Table 2. Main studies evaluating pharmacological treatments for LADA.
| Study design | Drugs investigated | Study population | Main results | |
|---|---|---|---|---|
| Thunander et al. (2011) [61] | Randomized, open-label study | INS vs. diet +/− OHA (metformin and/or SU) | 37 Participants with NIDDM positive for GADA | Increased HbA1c levels in the diet +/− OHA group |
| C-peptide levels do not change between the two groups | ||||
| Zhou et al. (2005) [68] | Randomized, open-label study | RSG+INS vs. INS alone | 23 Participants with LADA, fasting C-peptide >0.3 nmol/L | Measures of β-cell function were higher in the RSG+INS group than in the INS group at 12 and 18 months follow-up |
| Kobayashi et al. (1996) [9] | Pilot randomized, open-label study | INS vs. SU | 10 Participants with NIDDM positive for ICAs | C-peptide response improved significantly in the INS group within 6 and 12 months, whereas decreased in the SU group |
| Two-hour blood glucose and HbA1 values were stable in the INS group and increased in the SU group | ||||
| Maruyama et al. (2008) [66] | Randomized, open-label study | INS vs.
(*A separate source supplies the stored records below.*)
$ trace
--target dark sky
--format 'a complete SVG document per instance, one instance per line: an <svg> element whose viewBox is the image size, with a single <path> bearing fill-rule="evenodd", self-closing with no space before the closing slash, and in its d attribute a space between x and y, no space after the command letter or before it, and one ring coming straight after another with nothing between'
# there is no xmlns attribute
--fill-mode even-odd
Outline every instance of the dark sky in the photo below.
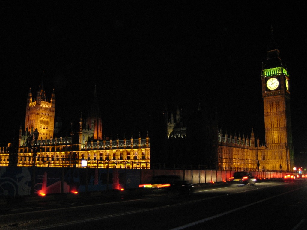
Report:
<svg viewBox="0 0 307 230"><path fill-rule="evenodd" d="M264 142L260 77L272 25L290 74L294 147L307 148L303 2L0 2L0 143L24 125L43 71L68 131L96 85L104 135L145 137L150 116L200 100L216 106L223 133L252 127Z"/></svg>

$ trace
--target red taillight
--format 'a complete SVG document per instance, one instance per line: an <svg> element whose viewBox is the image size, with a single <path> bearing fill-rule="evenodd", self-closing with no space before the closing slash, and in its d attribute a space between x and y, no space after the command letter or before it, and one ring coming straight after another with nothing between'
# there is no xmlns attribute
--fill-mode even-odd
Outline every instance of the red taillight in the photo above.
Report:
<svg viewBox="0 0 307 230"><path fill-rule="evenodd" d="M158 185L157 186L157 188L164 188L166 187L169 187L171 186L170 184L166 184L164 185Z"/></svg>

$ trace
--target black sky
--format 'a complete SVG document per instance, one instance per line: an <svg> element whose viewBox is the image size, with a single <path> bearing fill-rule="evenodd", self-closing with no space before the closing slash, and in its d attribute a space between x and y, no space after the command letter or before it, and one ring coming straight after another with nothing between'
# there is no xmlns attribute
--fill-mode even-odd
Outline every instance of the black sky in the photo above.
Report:
<svg viewBox="0 0 307 230"><path fill-rule="evenodd" d="M307 148L303 2L0 2L0 143L24 125L43 71L68 132L96 85L104 135L145 136L150 116L200 100L216 106L223 132L252 127L264 142L260 77L272 25L290 74L294 148Z"/></svg>

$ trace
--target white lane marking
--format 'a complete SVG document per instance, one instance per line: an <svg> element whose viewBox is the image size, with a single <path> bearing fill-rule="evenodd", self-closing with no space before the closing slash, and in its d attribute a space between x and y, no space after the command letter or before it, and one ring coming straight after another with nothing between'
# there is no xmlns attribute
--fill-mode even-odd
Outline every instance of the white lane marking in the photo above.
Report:
<svg viewBox="0 0 307 230"><path fill-rule="evenodd" d="M288 192L286 192L284 193L282 193L280 194L278 194L278 195L277 195L275 196L273 196L271 197L268 197L267 198L266 198L265 199L264 199L263 200L261 200L260 201L256 201L255 202L254 202L254 203L251 203L248 205L244 205L243 206L242 206L240 207L239 207L239 208L237 208L236 209L231 209L231 210L229 210L229 211L228 211L226 212L224 212L223 213L220 213L219 214L214 215L214 216L212 216L211 217L207 217L207 218L205 218L201 220L197 220L197 221L192 222L191 223L190 223L189 224L185 224L184 225L181 225L181 226L179 226L177 228L172 228L170 230L180 230L180 229L184 229L187 228L189 228L194 225L196 225L196 224L201 224L201 223L204 223L204 222L205 222L206 221L208 221L208 220L210 220L216 218L217 218L218 217L224 216L225 215L229 214L229 213L233 212L235 212L238 210L243 209L245 209L245 208L247 208L247 207L249 207L250 206L251 206L252 205L254 205L257 204L259 204L260 203L263 202L264 201L267 201L268 200L270 200L270 199L272 199L272 198L274 198L275 197L279 197L280 196L282 196L282 195L285 195L285 194L286 194L287 193L289 193L292 192L294 191L298 190L299 189L301 189L301 188L298 188L294 189L293 190L291 190L291 191L290 191Z"/></svg>

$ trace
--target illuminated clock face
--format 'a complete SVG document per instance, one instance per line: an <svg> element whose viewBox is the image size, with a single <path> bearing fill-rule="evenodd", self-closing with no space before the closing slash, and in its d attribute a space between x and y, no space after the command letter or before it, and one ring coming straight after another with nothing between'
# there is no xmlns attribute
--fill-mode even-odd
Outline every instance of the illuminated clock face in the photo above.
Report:
<svg viewBox="0 0 307 230"><path fill-rule="evenodd" d="M266 87L269 90L275 90L278 87L279 84L278 80L274 78L270 78L266 82Z"/></svg>
<svg viewBox="0 0 307 230"><path fill-rule="evenodd" d="M288 79L286 79L286 89L289 90L289 81Z"/></svg>

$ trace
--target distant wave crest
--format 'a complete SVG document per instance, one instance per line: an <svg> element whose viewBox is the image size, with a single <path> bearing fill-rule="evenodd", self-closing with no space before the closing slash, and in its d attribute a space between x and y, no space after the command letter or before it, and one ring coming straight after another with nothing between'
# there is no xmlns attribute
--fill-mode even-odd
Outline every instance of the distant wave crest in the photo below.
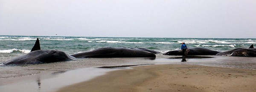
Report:
<svg viewBox="0 0 256 92"><path fill-rule="evenodd" d="M15 48L11 49L0 50L0 53L10 53L18 52L23 53L28 53L30 52L30 50L20 49Z"/></svg>

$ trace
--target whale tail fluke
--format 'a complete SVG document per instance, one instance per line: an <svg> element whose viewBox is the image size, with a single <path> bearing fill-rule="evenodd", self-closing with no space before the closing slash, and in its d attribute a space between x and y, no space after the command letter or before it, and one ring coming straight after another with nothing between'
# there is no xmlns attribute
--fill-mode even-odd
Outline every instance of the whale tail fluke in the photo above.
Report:
<svg viewBox="0 0 256 92"><path fill-rule="evenodd" d="M40 47L40 43L39 42L39 39L38 38L37 38L36 39L36 41L35 41L35 45L34 45L34 46L31 49L31 51L30 52L40 49L41 49L41 48Z"/></svg>
<svg viewBox="0 0 256 92"><path fill-rule="evenodd" d="M254 48L254 47L253 47L253 44L252 44L251 46L250 46L250 47L249 47L249 48Z"/></svg>

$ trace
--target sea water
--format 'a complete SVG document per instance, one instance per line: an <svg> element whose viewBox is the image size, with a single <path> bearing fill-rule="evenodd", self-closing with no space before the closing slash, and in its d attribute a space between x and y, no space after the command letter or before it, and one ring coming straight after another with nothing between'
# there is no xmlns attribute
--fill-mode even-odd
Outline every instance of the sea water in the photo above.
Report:
<svg viewBox="0 0 256 92"><path fill-rule="evenodd" d="M37 38L40 39L42 49L57 49L68 54L106 47L144 47L164 52L180 49L182 42L185 42L189 48L204 47L225 51L237 48L248 48L256 43L255 38L0 36L0 63L7 60L5 57L29 53ZM8 56L7 53L9 53Z"/></svg>
<svg viewBox="0 0 256 92"><path fill-rule="evenodd" d="M68 55L106 47L143 47L163 53L180 49L182 42L185 42L190 48L201 47L223 52L238 48L248 48L256 43L255 38L0 36L0 64L29 53L37 38L40 40L41 49L57 49ZM162 54L157 55L154 59L78 58L71 61L38 64L1 64L0 92L54 92L63 86L87 80L111 70L97 68L104 66L189 64L256 70L256 58L212 55L207 57L214 58L192 58L187 62L181 62L181 59L172 59L177 56Z"/></svg>

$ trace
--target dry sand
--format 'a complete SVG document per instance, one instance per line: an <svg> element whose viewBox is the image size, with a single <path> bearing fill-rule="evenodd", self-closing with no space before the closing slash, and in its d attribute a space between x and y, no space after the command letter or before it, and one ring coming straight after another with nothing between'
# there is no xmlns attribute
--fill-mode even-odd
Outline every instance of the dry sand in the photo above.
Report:
<svg viewBox="0 0 256 92"><path fill-rule="evenodd" d="M108 72L58 92L256 92L256 71L186 64Z"/></svg>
SU | 60 Participants positive for GADA | Progression rate to an insulin-dependent state was lower in the INS group than in the SU group after a mean follow-up of 57 months |
| Zhao et al. (2014) [72] | Pilot randomized, open-label study | SITA+INS vs. INS alone | 30 Participants with LADA | After 12 months measures of β-cell function were stable in SITA+INS group but significantly decreased in INS group compared with baseline |
| Johansen et al. (2014) [73] | Exploratory analysis of a double-blind, randomized, controlled study | LINA vs. Glibenclamide | 118 Participants with LADA | After 28, 52, and 104 weeks, fasting C-peptide levels significantly increased in LINA group but decrease in glibenclamide group compared with baseline |
| Buzzetti et al. (2016) [74] | Post hoc analysis of data pooled from five randomized, placebo-controlled, 24-week phase III studies | SAXA vs. placebo | 133 Participants positive for GADA | Saxagliptin reduced HbA1c from baseline in both GADA-positive and GADA-negative patients |
| Saxagliptin increased β-cell function from baseline in both GADA-positive and GADA-negative patients | ||||
| Jones et al. (2016) [78] | Longitudinal observational study | GLP1-RA exenatide and liraglutide) | 620 Participants with T2DM | Subjects with positive autoantibodies (GAD or IA-2) or severe insulin deficiency had markedly reduced glycemic response to GLP-1RA therapy |
| Subjects with positive autoantibodies experienced a 17% reduction in insulin dose (vs. 40% in autoantibody negative subjects, P<0.01) | ||||
| Pozzilli et al. (2018) [77] | Post hoc analysis of data pooled from three randomized phase III trials | Dulaglutide | 2,466 Participants with T2DM (188 GADA positive) | After 12 months dulaglutide decreased HbA1c and increase of β-cell function in GADA positive participants without effects on the rate of hypoglycemia |
LADA, latent autoimmune diabetes in adults; INS, insulin therapy; OHA, oral hypoglycemic agent; SU, sulfonylurea; NIDDM, non-insulin-dependent diabetes mellitus; GADA, glutamic acid decarboxylase autoantibody; HbA1c, glycosylated hemoglobin; RSG, rosiglitazone; ICA, islet cell antibody; SITA, sitagliptin; LINA, linagliptin; SAXA, saxagliptin; GLP1-RA, glucagon-like peptide 1 receptor agonist; T2DM, type 2 diabetes mellitus; GAD, glutamic acid decarboxylase; IA-2, tyrosine phosphatase IA-2.